Incontinently she dropped to her knees again, this time letting her head fall forward and starting to sob. Uncertainly he put out his hand. She clutched it violently, and a tear splashed, warm and wet, on his fingers.


He registered another first time in his life now. As best he could, he formulated a deliberate message, and let it pass the incomprehensible channel newly opened in his mind. He tried to say don’t be afraid, and then thank you for helping me, and then you’ll get used to me talking to you.

Waiting to see if she understood, he stared at the crown of her head as though he could picture there the strange and dreadful future to which he was condemned.

7

When he thought it over later, he saw that that first simple attempt at communication had by itself implied his future. His instinctive reaction stemmed from his disastrous and unique essay in making himself significant; he had snatched panicky at the chance of passing on news to the Snake, with no more thought of consequences than a starving man falling on a moldy crust. Arriving simultaneously with his recognition that he was telepathic, the shock of realizing that he had made himself by definition a criminal — an accessory to murder, to be precise — had swung the compass needle of his intentions through a semicircle. He wanted nothing so much as to escape back to obscurity, and the idea of being a telepathist appalled him. Challenged during his terror-stricken flight down darkened streets, he would have sworn that he wanted never to use the gift.

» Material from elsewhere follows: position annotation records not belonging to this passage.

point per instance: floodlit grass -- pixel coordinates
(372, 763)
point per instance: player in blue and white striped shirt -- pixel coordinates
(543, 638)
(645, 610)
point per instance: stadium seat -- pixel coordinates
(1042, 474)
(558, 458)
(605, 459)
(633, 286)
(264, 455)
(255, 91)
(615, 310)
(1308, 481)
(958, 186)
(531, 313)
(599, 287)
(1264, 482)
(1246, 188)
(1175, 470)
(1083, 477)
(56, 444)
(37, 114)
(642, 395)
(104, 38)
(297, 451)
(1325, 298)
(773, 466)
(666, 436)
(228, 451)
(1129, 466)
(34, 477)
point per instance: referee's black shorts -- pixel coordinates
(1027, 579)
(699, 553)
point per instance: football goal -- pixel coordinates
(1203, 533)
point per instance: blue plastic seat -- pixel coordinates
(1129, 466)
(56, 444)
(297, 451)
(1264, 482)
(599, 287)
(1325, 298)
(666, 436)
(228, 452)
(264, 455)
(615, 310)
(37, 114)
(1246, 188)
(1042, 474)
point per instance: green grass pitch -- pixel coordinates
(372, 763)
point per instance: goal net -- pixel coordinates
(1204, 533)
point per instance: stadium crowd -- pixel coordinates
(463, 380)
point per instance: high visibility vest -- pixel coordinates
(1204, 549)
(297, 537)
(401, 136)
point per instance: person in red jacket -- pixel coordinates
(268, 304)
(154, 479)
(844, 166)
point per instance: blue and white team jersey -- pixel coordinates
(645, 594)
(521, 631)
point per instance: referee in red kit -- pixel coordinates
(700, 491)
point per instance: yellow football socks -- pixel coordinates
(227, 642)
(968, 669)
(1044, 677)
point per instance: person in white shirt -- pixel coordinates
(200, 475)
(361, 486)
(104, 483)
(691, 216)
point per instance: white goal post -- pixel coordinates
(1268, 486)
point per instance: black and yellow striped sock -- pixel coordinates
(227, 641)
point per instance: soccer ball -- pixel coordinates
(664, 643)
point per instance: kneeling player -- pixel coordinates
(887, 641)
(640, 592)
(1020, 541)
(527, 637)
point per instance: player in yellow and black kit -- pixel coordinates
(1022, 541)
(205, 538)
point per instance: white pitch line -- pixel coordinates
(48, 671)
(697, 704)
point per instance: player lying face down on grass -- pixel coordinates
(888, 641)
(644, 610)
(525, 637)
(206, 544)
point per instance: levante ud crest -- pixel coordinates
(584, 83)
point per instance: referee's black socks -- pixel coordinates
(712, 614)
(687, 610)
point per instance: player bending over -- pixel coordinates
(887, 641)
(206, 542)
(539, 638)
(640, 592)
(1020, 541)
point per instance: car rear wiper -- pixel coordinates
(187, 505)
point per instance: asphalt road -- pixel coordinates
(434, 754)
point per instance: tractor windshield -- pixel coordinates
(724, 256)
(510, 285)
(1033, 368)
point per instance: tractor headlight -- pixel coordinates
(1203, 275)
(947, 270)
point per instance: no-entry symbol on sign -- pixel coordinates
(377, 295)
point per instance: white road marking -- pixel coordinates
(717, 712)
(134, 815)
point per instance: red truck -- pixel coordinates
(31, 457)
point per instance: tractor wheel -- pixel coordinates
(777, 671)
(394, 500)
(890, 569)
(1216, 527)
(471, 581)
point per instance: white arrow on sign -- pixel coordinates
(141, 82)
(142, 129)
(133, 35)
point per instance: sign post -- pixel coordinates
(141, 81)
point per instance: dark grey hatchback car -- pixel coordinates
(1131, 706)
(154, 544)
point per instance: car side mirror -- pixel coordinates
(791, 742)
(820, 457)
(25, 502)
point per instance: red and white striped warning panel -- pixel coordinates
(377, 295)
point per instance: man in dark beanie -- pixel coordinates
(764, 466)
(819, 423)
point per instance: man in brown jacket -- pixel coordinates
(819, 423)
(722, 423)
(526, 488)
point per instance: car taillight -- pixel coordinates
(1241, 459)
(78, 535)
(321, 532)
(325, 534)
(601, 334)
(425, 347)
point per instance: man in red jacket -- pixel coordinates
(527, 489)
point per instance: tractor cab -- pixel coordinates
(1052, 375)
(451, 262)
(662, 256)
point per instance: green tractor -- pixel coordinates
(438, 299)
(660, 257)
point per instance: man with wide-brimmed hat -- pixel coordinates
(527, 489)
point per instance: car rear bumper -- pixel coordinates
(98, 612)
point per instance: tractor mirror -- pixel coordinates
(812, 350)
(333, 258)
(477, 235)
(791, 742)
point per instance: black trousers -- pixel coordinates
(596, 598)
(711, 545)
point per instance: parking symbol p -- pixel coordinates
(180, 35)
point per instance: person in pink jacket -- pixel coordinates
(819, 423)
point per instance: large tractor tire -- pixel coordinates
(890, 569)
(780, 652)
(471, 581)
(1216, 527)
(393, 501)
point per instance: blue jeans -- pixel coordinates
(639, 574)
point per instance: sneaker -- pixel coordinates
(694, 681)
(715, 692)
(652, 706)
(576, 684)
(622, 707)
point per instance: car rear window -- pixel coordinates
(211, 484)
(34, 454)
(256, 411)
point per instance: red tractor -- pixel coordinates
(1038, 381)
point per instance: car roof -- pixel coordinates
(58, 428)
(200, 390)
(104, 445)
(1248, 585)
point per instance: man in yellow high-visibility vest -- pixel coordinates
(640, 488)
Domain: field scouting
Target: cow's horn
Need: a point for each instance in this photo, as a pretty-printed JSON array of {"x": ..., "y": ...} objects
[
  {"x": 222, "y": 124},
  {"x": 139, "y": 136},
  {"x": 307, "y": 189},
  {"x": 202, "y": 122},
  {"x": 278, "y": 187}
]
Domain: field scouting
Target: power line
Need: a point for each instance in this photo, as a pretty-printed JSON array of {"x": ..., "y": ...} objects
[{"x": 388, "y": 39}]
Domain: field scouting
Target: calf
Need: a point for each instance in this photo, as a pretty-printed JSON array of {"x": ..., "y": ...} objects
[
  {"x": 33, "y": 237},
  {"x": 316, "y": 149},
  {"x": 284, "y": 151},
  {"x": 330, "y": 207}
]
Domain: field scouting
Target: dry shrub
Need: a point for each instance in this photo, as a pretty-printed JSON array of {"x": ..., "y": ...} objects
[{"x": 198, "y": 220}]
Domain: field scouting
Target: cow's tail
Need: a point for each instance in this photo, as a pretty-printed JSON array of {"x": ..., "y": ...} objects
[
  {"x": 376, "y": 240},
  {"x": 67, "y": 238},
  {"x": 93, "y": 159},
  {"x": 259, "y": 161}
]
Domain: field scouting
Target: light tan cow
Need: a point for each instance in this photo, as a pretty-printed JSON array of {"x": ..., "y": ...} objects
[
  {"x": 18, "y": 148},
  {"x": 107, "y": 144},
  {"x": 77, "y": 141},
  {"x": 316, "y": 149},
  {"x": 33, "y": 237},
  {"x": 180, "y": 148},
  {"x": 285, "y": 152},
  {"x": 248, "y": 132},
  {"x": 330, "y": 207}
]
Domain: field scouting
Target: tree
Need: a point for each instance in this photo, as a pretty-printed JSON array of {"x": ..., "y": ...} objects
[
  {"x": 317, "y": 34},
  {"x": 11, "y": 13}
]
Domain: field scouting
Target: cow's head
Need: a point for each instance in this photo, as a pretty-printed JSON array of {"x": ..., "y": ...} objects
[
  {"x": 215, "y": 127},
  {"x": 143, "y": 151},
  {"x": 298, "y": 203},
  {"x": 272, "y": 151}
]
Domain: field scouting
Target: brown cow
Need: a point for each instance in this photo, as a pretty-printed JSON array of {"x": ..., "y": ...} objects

As well declare the intention to be deaf for ever! Eyes might be kept shut by an effort of will, but this thing which had come to him was neither sight, nor hearing, nor touch — it was incomparable, and inevitable.

The sensation was giddying at first. It drew from memory forgotten phrases, in which he sought guidance and reassurance: from a long-ago class in school, something about “men as trees walking” — that was curiously meaningful. His problem was multiplied tenfold by the puzzling, abnormal world in which the girl had spent her life, and paradoxically it was also simplified, because the more he learned about the handicap she labored under, the more he came to consider himself lucky. Faced with Howson as a cripple, people might still come to see there was a person inside the awkward shell. But the deaf-and-dumb girl had never been able to convey more than basic wants, using finger-code, so people regarded her as an animal.

The brain was entire — the lack was in the nerves connecting ears and brain, and in the form of her vocal cords, which were so positioned that they could never vibrate correctly, but only slap loosely together to give a bubbling grunt. Yet it seemed to Howson she should have been helped. He knew of special training schemes reported in newspapers and on TV. Groping, he hunted for the reasons why not.

At first he could make no sense of the impressions he took from her mind, because she had never developed verbal thinking; she used kinesthetic and visual data in huge intermingled blocks, like a sour porridge with stones in it. While he struggled to achieve more than the first broad halting concepts of reassurance, she sat gazing at him and weeping silently, released from loneliness after intolerable years, too overcome to question the mode of their communication.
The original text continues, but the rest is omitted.